Впервые попав в квартиру Валентина Саввича Пикуля в Риге, я долго не мог отделаться от ощущения, что оказался и не в квартире совсем, а совершенно в другом измерении. Заставленные книгами комнаты, завешанные портретами так, что и места свободного на стенах не оставалось, как-то удивительно напоминали обклеенный изнутри картинками матросский сундучок, нежели обычное жилище… И внутри этого волшебного сундучка и жил Валентин Саввич Пикуль вместе со своими историями.

Ну а в том, что сундучок был волшебным, никакого сомнения не возникало. Почти физически ощущал я, как размывается в этой квартире время. Стремительно двигался Валентин Саввич по своему жилищу, и трудно было уследить, как мгновенно перемещается он от книжных стеллажей к ящикам картотеки, от картотеки к «портретной», где собраны в папках портреты, кажется, всех исторических деятелей России.

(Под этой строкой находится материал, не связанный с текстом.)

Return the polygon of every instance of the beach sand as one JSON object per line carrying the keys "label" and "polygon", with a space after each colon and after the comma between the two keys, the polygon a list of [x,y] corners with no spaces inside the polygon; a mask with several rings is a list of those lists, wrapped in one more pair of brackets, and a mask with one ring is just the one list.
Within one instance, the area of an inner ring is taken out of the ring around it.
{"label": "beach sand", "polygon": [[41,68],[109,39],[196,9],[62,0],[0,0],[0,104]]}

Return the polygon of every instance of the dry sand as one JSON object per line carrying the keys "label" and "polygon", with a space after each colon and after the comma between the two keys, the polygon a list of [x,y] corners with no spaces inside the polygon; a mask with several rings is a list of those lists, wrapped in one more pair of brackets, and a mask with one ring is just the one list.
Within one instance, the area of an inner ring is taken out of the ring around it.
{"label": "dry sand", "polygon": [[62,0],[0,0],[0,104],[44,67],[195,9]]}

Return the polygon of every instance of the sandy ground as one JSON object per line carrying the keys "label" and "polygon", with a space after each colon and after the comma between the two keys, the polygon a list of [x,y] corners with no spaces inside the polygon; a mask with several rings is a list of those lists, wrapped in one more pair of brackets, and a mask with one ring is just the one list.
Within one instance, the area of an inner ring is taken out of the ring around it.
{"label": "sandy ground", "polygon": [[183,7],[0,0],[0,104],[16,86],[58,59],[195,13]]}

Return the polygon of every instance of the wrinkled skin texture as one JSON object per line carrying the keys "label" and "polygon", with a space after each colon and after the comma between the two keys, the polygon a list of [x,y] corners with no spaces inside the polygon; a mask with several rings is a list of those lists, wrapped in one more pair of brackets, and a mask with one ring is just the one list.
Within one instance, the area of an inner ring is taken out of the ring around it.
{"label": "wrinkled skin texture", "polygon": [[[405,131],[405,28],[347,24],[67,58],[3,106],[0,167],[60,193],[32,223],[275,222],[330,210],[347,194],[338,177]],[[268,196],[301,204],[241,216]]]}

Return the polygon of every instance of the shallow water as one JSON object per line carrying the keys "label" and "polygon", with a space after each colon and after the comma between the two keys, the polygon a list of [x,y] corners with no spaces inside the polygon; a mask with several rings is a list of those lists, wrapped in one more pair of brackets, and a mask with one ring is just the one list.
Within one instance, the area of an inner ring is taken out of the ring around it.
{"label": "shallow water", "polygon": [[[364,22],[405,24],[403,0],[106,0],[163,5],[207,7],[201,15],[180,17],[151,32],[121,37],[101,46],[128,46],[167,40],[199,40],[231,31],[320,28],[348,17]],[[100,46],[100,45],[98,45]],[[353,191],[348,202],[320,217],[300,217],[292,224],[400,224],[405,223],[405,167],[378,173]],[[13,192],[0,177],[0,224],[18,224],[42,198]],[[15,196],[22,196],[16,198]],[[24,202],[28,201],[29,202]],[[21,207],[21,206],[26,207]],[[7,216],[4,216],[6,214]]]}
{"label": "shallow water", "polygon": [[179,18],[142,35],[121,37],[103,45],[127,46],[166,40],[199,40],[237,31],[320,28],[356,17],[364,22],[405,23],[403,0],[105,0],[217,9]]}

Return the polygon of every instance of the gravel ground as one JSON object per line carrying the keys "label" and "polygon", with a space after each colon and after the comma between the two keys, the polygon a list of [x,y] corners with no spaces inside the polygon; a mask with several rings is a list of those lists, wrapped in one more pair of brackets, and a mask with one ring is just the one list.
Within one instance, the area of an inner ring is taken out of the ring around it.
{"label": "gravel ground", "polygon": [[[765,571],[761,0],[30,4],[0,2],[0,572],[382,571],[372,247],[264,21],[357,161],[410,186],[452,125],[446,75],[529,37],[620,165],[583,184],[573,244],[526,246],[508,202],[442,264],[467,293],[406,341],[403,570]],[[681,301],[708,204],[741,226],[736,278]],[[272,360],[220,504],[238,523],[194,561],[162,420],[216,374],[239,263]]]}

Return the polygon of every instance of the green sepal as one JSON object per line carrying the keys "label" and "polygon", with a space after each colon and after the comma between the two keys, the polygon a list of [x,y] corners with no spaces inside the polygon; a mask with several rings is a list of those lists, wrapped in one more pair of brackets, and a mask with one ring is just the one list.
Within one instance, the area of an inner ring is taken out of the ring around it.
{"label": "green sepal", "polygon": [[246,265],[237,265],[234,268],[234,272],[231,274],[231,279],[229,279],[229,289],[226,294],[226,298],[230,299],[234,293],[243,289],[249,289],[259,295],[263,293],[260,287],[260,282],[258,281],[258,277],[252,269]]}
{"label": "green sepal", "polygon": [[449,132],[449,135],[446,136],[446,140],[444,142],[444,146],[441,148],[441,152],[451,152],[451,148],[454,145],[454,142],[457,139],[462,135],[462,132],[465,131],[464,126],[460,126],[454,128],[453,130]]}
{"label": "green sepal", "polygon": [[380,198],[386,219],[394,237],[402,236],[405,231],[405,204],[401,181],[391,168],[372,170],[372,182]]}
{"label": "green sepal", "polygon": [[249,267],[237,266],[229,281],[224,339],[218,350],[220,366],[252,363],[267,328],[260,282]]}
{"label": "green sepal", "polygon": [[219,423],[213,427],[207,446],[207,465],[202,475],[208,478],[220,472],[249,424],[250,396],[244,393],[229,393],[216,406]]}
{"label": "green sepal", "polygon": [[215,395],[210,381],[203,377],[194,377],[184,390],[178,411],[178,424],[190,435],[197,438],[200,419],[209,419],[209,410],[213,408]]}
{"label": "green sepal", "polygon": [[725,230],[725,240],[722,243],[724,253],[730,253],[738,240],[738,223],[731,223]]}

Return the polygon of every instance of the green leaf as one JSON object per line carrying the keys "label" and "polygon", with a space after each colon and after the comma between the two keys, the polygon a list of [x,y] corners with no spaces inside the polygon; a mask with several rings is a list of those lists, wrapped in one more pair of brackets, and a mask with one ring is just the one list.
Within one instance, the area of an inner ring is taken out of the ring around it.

Но, главное, Валентин Саввич как бы одновременно существовал и с тобою и с теми людьми из давно минувших времен, судьбы которых занимали его воображение, — генералом Моро, императором Александром Первым, фельдмаршалом Кутузовым… И когда, обнаружив какую-то примечательную подробность из их жизни, какое-то интересное пересечение их судеб с судьбами других людей, начинал рассказывать он об этом — невольно забывалось, что речь идет о людях, которые жили столетия назад. Возникало ощущение, что пришел сосед или приятель и рассказывает потрясающую новость из жизни соседей или наших общих знакомых. И только постепенно, привыкнув, начал понимать я, что Валентин Саввич о своих знакомых и рассказывает. О тех людях, к которым привык, которых знает гораздо лучше, чем даже близких людей, чем коллег по профессии. Их проблемы волновали его нисколько не меньше, чем то, что совершалось сейчас.